Ella lo amó con ternura,
renunció a su oro,
vendió su cabellera rubia
para comprar pan,
y vivió con él en una choza
donde el amor era más fuerte que el hambre.
Un día, Akiva miró una fuente,
y vio una piedra perforada
por la constancia de una gota.
Dijo:
“Si el agua puede abrir la piedra,
también mi alma puede abrirse al saber.”
Y así, comenzó a estudiar la Torá
con los sabios de Israel,
hasta convertirse en fuente rabínica,
en maestro de maestros,
en testigo del Shema
aun cuando su carne fue desgarrada
por los romanos.
Pablo, erudito desde joven,
formado a los pies de Gamaliel,
fue derribado por una luz
en el camino a Damasco.
Allí no perdió su saber,
lo transfiguró.
Y dio todo
para presentar a la Iglesia
como novia pura de Cristo,
como Raquel fue para Akiva:
joya escondida,
corazón fiel.
Ambos fueron piedras:
Akiva, perforada por el agua del estudio,
Pablo, quebrada por la luz del Espíritu.
Ambos fueron testigos:
del amor que renuncia,
de la sabiduría que se revela tarde,
del Dios que transforma cárceles en altares.

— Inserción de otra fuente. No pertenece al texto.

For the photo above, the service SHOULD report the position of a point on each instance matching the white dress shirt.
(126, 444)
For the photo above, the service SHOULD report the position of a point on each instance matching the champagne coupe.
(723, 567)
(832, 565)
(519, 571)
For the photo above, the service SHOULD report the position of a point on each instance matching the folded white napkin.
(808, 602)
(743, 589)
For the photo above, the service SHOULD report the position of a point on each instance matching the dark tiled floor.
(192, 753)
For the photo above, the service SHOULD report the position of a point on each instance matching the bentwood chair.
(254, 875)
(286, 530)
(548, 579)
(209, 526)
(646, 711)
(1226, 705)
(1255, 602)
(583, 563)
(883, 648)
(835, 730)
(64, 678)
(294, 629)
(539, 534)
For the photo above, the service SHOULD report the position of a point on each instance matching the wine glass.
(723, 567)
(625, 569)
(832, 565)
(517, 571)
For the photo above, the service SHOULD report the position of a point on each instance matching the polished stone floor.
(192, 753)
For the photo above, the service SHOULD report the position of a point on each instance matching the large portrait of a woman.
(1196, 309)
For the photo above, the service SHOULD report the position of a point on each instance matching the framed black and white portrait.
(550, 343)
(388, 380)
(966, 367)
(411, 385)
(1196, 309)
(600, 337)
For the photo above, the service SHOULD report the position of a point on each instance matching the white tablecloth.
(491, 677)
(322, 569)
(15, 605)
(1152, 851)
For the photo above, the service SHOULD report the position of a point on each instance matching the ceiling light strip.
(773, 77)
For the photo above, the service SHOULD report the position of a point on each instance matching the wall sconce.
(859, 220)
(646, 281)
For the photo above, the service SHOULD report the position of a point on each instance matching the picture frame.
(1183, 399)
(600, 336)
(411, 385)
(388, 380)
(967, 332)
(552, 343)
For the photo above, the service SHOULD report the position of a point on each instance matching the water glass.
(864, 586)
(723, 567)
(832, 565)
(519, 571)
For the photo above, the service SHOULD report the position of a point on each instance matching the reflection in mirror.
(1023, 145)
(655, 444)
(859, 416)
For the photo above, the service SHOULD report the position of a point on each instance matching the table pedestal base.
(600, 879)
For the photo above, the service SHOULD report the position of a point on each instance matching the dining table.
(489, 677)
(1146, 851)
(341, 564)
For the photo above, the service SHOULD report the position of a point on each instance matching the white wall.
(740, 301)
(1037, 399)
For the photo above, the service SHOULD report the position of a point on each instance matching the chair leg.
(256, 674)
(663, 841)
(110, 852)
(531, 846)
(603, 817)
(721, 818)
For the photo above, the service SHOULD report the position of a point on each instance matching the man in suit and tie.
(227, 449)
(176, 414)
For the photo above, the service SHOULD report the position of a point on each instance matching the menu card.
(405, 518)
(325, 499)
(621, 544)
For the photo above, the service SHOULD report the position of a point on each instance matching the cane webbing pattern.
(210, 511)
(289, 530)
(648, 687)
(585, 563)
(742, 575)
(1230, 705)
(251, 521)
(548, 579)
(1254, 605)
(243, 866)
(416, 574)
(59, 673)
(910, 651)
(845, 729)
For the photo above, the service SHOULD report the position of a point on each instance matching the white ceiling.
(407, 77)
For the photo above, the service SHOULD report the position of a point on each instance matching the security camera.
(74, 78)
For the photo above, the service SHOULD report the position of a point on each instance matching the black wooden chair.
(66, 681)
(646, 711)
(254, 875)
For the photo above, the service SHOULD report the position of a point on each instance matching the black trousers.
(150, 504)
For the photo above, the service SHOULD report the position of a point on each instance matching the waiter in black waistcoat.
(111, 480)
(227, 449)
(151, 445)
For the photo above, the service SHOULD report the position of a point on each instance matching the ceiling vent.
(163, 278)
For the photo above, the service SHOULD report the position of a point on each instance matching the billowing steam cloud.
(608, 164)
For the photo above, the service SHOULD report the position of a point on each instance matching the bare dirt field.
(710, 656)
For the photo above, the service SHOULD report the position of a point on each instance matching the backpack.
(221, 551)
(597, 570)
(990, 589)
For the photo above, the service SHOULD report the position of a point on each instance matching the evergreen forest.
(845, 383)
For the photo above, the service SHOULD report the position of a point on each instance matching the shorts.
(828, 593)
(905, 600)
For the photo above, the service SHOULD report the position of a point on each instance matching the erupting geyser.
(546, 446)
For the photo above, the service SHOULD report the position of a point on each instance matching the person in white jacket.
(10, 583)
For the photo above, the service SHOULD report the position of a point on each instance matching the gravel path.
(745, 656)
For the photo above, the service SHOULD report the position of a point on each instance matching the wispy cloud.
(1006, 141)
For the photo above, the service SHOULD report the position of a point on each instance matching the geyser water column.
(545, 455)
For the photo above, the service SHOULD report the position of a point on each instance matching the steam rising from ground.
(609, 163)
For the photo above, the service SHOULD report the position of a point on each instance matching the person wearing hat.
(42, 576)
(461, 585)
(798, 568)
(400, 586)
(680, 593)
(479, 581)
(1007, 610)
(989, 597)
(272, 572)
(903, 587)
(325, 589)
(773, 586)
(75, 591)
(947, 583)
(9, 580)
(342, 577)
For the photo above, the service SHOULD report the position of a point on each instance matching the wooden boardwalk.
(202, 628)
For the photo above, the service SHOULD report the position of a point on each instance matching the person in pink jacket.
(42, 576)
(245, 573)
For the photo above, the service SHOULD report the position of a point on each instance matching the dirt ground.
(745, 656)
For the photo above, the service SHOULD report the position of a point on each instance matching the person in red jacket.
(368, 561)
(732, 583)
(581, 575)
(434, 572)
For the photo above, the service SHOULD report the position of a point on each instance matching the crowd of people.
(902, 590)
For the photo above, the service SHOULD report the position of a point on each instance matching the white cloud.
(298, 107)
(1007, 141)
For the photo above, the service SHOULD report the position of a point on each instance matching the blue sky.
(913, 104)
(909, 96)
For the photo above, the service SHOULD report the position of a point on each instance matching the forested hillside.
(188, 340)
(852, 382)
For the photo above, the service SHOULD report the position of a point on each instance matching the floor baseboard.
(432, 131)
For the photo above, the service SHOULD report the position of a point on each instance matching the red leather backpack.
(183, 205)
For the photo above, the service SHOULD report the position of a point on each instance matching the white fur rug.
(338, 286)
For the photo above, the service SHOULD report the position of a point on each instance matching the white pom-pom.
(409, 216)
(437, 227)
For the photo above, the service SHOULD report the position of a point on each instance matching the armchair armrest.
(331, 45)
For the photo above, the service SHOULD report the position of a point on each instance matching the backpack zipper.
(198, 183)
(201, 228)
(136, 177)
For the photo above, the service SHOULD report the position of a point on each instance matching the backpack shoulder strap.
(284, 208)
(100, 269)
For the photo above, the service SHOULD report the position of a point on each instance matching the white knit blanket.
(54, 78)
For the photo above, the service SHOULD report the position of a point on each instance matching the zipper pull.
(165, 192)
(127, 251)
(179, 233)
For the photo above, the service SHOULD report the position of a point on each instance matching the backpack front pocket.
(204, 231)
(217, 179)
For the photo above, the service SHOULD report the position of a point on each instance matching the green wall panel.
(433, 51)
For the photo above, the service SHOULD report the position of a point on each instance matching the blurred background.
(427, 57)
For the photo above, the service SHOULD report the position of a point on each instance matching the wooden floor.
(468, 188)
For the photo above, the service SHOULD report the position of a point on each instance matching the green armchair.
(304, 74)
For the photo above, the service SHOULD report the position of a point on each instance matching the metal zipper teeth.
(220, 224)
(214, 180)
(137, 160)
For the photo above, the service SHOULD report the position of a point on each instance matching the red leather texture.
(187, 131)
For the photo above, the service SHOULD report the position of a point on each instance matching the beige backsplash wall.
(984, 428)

“La misericordia y la verdad se encontraron,
la justicia y la paz se besaron.” (Salmo 85:10)
Un día declara a otro sabiduría,
y una noche a otra da conocimiento. (Salmo 19:2)
Cesarea no fue solo prisión.
Fue el lugar donde el amor,
la compasión,
la sabiduría,
y la fe
se encontraron en dos hombres
que, desde caminos opuestos,
llegaron al mismo Aleph.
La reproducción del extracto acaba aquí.